2 hours ago
Sunday, March 21, 2010
Oops isn't bad
Major milestone for my 7-year-old this weekend: she rode her bike without training wheels.
Here she is.
Of course, this happening cements my status as a card-carrying member of the Run-behind-your-kid-while-she's-learning-to-ride-a-bike,-let-go-and-pray-that-she makes-it Club. Despite the existence of many other, "developmentally friendlier" methods for teaching kids...I failed at everything but the method my grandfather chose for me. Biking on grass, rolling down a hill, pedals off the bike all failed. Crazy, eh?
The older my kids get, the more I am struck by the fact that I can beam for my child in a way that I cannot for anything I do. Sounds dumb and obvious, I know, but I *GET* what my mother means when she says she's my biggest fan club; I am glowing for Charlotte's success, just as I ached for her frustration with the bike, and for her struggle to defeat her own inner demons of "Need for Perfection" and "Fear of Falling."
The low point for this little girl fell around last summer. It went something like this:
Friend:(whizzing by on bicycle without training wheels) Hi Charlotte. Hey, is that your bike? You STILL have training wheels?
Charlotte: (looking embarrassed...standing next to her brand new bike that I was getting ready for her) Uh, no, it's my sister's.
Friend: Yeah, it is kind of babyish.
Watching your kid fib because of her shame, lying to a girl who we've come to understand sometimes puts Charlotte down as a "first-grader" (the girl is 1 grade ahead) takes sad to another level. Maintaining good self-control, I packaged the "friend" securely into a Large UPS box and waited for the next UFO bound for Jupiter. 3 Day Select, of course - Next Day Air is pricey.

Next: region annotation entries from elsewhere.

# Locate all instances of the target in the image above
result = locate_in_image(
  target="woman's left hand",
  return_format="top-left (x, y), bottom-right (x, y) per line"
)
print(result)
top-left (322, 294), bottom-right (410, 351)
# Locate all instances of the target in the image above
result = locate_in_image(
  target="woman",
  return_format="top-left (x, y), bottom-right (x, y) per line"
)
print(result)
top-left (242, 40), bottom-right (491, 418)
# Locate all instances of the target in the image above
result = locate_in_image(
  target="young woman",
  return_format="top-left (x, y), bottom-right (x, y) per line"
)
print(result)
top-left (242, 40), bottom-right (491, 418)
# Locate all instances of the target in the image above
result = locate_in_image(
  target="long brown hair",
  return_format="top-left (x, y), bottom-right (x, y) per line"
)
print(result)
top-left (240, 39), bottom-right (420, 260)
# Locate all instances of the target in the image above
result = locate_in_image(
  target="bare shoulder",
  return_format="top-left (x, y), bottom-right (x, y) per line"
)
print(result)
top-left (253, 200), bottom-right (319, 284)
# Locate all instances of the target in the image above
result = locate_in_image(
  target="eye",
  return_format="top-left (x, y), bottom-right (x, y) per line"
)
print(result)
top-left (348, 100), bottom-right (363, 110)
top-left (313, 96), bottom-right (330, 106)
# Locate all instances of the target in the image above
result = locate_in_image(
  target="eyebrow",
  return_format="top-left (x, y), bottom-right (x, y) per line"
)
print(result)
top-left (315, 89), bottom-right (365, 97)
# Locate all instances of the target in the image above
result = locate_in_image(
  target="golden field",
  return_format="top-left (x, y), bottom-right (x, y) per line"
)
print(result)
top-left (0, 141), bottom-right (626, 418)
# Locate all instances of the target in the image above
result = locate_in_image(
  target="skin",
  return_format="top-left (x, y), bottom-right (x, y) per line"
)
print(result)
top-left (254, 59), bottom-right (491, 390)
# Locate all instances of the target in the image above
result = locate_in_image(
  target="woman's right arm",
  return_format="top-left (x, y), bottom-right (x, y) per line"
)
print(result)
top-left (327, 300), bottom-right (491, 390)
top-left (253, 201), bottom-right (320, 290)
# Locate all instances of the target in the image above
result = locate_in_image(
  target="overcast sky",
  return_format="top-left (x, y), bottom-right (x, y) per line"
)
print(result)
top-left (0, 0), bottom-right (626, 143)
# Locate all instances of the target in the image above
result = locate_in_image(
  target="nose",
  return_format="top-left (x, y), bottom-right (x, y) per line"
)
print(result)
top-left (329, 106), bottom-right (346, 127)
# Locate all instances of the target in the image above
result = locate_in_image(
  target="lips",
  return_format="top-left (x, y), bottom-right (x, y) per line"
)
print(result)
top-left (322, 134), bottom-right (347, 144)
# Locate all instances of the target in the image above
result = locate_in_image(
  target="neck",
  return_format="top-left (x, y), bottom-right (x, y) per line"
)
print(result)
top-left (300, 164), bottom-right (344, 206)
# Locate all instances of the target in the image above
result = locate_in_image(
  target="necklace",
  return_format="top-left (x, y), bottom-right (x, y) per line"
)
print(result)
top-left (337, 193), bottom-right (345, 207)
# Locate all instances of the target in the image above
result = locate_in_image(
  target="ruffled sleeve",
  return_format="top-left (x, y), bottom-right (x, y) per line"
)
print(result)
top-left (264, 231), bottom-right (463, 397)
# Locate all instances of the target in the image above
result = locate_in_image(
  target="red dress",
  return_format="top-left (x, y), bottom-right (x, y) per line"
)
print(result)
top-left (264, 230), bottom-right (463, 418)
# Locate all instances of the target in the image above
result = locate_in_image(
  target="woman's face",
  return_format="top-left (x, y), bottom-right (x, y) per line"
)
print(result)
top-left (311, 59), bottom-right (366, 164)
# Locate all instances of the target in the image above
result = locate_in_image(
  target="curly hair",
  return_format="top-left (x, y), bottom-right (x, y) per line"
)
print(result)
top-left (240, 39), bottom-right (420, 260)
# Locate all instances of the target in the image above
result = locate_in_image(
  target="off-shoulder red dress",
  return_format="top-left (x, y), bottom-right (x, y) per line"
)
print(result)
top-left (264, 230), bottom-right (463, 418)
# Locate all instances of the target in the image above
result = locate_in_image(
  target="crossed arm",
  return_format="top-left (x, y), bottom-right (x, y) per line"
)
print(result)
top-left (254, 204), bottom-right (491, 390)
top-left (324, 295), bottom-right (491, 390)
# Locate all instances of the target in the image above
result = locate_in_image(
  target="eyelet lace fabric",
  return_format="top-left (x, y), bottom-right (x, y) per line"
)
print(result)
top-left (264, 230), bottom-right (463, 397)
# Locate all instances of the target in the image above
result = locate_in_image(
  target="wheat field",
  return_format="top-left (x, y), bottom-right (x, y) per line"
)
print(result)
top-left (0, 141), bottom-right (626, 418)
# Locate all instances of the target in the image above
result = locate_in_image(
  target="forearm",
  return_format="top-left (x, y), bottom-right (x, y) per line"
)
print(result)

So...watching her tear-streaked face yesterday as we tried yet another "better" method for learning to ride a bike, I consciously switched (like in "Over the Top," for those needing a Sly Stallone, cheesy 80s reference) to "re-framing mode." I think I might have channeled T. Berry Brazelton, since my own ability to stay 100% positive pales in comparison (sometimes) to that of a peanut butter and jelly sandwich. Maybe worse. Sometimes.
Charlotte: (crying) I CAN'T DO IT, Daddy! I'm scared. I hate my bike.
Me: But sweetie, you just did it a little bit. Didn't you feel it?
Me: Sure you did. There was a tiny little time where I let go and you did it by yourself. (accentuating the positive).
Charlotte: But I keep saying in my head, "I can't."
Me: Well, say "I can!" And if you go off balance, say "Oops!" instead of "I can't."
Charlotte manages to go several 2-3 second stints on our next pass through the school parking lot.
Me: Wow! That's a "Yes" world record! Before, you were all "nooooooooooooo-yes-no-yes-nooooooooooo" for time staying up, and that time, you were very much "yessssssss-nooooooooooooo-yes-no-yessssssssssss-noooooooooooo." (Demonstrated yes and no by drawing line with my finger on her handlebar pad).
Me: Yup. Let's do it again!
Unbelievably, Charlotte proceeds to ride about 150 yards without falling, without my hand on the seat. Finally needs catching when she needs to turn, pulling a cartoon-character-over-a-cliff kind of routine.
Me: (cackling...seriously cackling) That's a "Yesssssssssssssssss" WORLD RECORD! Wooooooooooooooohoooooooooooooooooooooo! (BIG HUG)
Charlotte: (absolutely grinning) What was the line like that time?
Me: (tracing line on her handlebar pad, past the pad) That was all "Yessssssssssssssssssssssssssssssssssssssss." (tracing line past handlebar pad, up handlebar, up her arm, tickling her armpit) You should be so proud of you!
Charlotte: You know how I did it, Daddy? I thought "I can. I CAN!" the whole time! I didn't even say oops at all!
Glad I could satisfy the energy needs of my county from the amount of pride, relief, and joy that boiled off of me that day. I love that kid.
Now she just needs to learn how to stop.